TLDR: To count related records (and get a zero when there are none) use a LEFT JOIN
. To count related records that match a certain criteria (and get a zero when there are none) use a CASE
statement in the SELECT
fields.
I had a table of school terms and a table of enrolments. Here’s a super simplified example using an INNER JOIN
:
SELECT term.year, enrol.id
FROM term INNER JOIN enrol on term.term_id = enrol.term_id
year | id |
---|---|
… | … |
2021 | 69423 |
2021 | 694170 |
2023 | 69423 |
2023 | 69584 |
2024 | 69456 |
To count the enrolments per year was a simple matter of adding a COUNT
, changing it to a LEFT JOIN
and adding the GROUP BY
:
SELECT term.year, COUNT(enrol.id)
FROM term LEFT JOIN enrol on term.term_id = enrol.term_id
GROUP BY term.year
ORDER BY term.year DESC
year | |
---|---|
2024 | 1 |
2023 | 2 |
2022 | 0 |
2021 | 2 |
… | … |
Note the count of 0 in 2022, that’s what I want! But then when I tried to add a WHERE
clause to only get the enrolments where there was a possible flaw in the data, I stopped getting a zero count for the missing years:
SELECT term.year, COUNT(enrol.id)
FROM term LEFT JOIN enrol on term.term_id = enrol.term_id
WHERE enrol.raw_mark <> enrol.final_mark
GROUP BY term.year
ORDER BY term.year DESC
year | |
---|---|
2023 | 1 |
If I understand correctly, the WHERE
clause is removing the rows (including the rows that only contain a term.year) before they get counted.

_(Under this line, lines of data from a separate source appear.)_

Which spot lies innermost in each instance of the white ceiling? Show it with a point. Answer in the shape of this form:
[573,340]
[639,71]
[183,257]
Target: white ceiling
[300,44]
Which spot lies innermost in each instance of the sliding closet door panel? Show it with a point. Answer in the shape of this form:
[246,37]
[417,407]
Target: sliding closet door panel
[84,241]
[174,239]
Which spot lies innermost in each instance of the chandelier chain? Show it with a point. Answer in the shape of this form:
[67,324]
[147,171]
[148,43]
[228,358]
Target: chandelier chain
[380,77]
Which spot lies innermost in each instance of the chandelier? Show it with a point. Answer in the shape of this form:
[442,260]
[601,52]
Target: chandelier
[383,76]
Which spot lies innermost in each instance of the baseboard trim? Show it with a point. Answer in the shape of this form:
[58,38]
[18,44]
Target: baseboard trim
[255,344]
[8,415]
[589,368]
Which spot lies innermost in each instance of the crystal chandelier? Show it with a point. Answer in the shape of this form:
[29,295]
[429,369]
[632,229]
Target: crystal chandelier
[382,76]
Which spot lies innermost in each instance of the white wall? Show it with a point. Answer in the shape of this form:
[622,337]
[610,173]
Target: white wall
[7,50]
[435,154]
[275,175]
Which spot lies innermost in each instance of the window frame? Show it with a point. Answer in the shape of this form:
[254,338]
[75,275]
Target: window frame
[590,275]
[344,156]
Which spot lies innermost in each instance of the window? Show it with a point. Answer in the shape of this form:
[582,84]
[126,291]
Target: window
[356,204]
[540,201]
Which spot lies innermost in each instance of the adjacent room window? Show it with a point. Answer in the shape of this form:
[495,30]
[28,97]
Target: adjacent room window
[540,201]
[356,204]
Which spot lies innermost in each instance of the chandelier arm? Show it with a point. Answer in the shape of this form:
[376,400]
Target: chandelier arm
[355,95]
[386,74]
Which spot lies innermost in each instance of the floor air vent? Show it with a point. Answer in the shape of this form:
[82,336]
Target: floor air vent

The solution (thanks to my DB guru friend TC) is to move the logic from the WHERE
clause up into the SELECT
. Also, now that there are blanks instead of nulls in the second column, we can go back to a regular INNER JOIN
and still get the zero counts:
SELECT term.year,
COUNT(CASE WHEN enrol.raw_mark <> enrol.final_mark THEN 1 END)
FROM term INNER JOIN enrol on term.term_id = enrol.term_id
GROUP BY term.year
ORDER BY term.year DESC
year | |
---|---|
2024 | 0 |
2023 | 1 |
2022 | 0 |
2021 | 0 |
… | … |